L’occasion a été belle pour les populations riveraines de formuler des doléances relatives à la gestion participative de ce patrimoine environnemental. « Il faut qu’on nous mette devant avec l'appui technique et financier de l’administration », souhaitent-elles. En clair, elles veulent une gestion concertée des écosystèmes forestiers et des terres que le gouvernement doit renforcer.

 La riche réserve Oti-Kéran a de tout temps suscité la convoitise. La liste des destructions est inépuisable. Les populations riveraines qui, depuis, ont considérablement augmenté ne cessent d’exploiter "illicitement"  les ressources de la forêt pour satisfaire leurs besoins croissant en terres cultivables. Aujourd’hui, les riverains sont estimés à environ 90 000.
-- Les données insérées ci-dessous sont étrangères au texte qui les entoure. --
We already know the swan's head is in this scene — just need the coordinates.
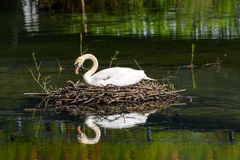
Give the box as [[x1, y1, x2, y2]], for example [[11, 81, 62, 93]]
[[76, 126, 89, 144], [74, 56, 85, 75], [76, 118, 101, 144], [76, 126, 86, 139]]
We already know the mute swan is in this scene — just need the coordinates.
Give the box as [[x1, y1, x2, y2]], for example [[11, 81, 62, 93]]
[[74, 54, 154, 86]]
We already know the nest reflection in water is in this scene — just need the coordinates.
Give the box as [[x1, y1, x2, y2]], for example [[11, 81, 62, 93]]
[[44, 80, 184, 116]]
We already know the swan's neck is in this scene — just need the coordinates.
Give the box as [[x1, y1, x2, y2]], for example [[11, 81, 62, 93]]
[[77, 120, 101, 144], [79, 126, 101, 144], [82, 54, 99, 84], [91, 126, 101, 142]]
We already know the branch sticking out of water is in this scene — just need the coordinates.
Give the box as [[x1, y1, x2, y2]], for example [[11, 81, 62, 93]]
[[109, 50, 119, 68], [56, 58, 64, 72], [133, 59, 142, 70], [187, 43, 197, 69], [80, 33, 88, 56], [204, 54, 227, 68], [29, 53, 51, 94], [191, 43, 195, 66]]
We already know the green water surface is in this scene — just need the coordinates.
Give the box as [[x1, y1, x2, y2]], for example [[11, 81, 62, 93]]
[[1, 0, 240, 159]]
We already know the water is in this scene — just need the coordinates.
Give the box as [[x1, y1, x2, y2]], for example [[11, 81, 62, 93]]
[[1, 0, 240, 159]]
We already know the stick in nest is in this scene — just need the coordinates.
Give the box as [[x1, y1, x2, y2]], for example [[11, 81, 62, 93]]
[[44, 80, 184, 116]]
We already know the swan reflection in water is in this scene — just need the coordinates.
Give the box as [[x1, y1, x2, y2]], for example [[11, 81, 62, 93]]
[[77, 111, 155, 144]]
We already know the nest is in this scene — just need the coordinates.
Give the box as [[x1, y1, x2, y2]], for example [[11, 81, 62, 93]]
[[45, 80, 184, 116]]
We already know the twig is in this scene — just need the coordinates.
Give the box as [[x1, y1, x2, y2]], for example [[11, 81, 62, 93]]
[[133, 59, 142, 70], [109, 51, 119, 68], [166, 89, 186, 94], [56, 58, 64, 72], [24, 92, 49, 97], [29, 68, 48, 93], [187, 44, 197, 69]]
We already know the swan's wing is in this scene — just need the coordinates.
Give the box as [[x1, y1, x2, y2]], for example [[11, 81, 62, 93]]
[[91, 68, 116, 80], [92, 67, 147, 86]]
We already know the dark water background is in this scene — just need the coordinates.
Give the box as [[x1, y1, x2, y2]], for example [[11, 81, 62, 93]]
[[1, 0, 240, 159]]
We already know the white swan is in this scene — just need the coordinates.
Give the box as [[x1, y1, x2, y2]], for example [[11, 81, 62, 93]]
[[76, 111, 155, 144], [74, 54, 154, 86], [89, 112, 153, 129], [76, 118, 101, 144]]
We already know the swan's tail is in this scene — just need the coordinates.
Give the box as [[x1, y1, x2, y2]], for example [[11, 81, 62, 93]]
[[144, 76, 156, 81]]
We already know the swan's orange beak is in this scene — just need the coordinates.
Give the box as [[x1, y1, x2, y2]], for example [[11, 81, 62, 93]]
[[75, 66, 80, 75], [76, 126, 81, 135]]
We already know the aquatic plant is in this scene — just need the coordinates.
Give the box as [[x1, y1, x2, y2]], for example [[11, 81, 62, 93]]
[[80, 33, 88, 55], [109, 50, 119, 68], [187, 43, 196, 69], [29, 53, 51, 93], [28, 53, 63, 93]]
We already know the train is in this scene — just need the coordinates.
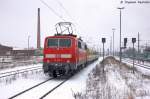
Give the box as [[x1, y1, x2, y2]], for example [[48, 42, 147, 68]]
[[43, 22, 99, 77]]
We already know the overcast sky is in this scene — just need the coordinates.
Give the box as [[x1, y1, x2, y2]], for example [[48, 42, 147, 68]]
[[0, 0, 150, 51]]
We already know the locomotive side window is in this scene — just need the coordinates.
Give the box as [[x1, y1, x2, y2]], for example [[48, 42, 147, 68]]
[[78, 41, 82, 49], [47, 38, 58, 47], [82, 43, 85, 49], [85, 44, 87, 50], [59, 39, 71, 47], [78, 41, 86, 50]]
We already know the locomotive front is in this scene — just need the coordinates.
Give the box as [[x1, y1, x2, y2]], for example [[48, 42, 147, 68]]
[[43, 35, 77, 77]]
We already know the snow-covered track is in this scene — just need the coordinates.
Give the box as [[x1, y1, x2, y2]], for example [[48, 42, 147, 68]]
[[0, 66, 42, 78], [123, 59, 150, 70], [8, 77, 70, 99], [8, 78, 54, 99], [39, 77, 69, 99]]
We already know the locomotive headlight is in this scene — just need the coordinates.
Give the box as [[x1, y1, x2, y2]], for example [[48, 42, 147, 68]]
[[67, 60, 70, 63], [45, 54, 56, 58], [61, 54, 72, 58], [47, 59, 50, 63]]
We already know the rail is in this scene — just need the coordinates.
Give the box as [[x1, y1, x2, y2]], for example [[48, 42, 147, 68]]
[[8, 78, 54, 99], [123, 59, 150, 70], [0, 66, 42, 78]]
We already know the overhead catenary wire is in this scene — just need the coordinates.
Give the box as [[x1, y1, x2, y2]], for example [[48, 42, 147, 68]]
[[53, 0, 86, 36], [54, 0, 75, 22], [40, 0, 66, 21], [40, 0, 90, 44], [39, 0, 78, 33]]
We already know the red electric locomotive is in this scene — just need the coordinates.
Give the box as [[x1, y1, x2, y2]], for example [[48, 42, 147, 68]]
[[43, 22, 98, 77]]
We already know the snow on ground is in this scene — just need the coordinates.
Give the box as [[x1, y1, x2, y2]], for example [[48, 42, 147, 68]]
[[116, 57, 150, 76], [0, 56, 42, 70], [0, 57, 102, 99], [0, 63, 42, 74], [0, 69, 48, 99], [44, 57, 103, 99], [14, 79, 64, 99], [122, 58, 150, 76], [75, 56, 150, 99], [1, 56, 150, 99]]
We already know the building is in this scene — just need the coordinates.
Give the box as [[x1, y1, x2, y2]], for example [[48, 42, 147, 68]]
[[0, 44, 13, 56], [0, 44, 35, 57]]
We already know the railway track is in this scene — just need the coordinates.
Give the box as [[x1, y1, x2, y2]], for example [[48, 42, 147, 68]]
[[0, 66, 42, 79], [8, 78, 54, 99], [122, 59, 150, 70], [39, 78, 69, 99], [8, 77, 70, 99]]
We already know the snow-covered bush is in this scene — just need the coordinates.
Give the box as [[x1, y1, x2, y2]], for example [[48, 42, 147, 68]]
[[73, 56, 150, 99]]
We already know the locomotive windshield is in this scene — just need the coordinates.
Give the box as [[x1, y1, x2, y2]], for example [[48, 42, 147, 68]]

Beaucoup se plaignait à l’époque d’avant l’ère démocratique des répressions des forces de sécurité qui faisaient observer scrupuleusement les délimitations des aires protégées. Des résidents et leurs familles s’étaient enfuis de leurs localités, lorsqu’ils étaient recherchés, parce que suspectés d’intrusion illégale dans la faune pour braconnage. « Les forces de sécurité ont fait subir aux accusés ou aux indélicats les pires exactions qui s’apparentaient à une politique de terre brûlée : arrestations, tirs sans sommation, saccages systématiques des habitations », ont déclaré  des chefs coutumiers du milieu interrogés par Nzaranews.

D’autre part, des campements et des stocks d’animaux fumés avaient été par le passé razziés par des militaires qui avaient, eux-mêmes été pris pour cibles par des braconniers.

Il a été noté que du braconnage on était passé à un moment donné au banditisme, pratiqué de plus en plus ouvertement par des bandes armées, enhardies par la faiblesse des moyens mis en œuvre pour les contrer. Et donc, il fallait frapper fort les contrevenants. D’où l’installation sur place des militaires du régiment parachutiste commando (bérets rouges) pour maintenir l’ordre dans le parc Oti-Kéran.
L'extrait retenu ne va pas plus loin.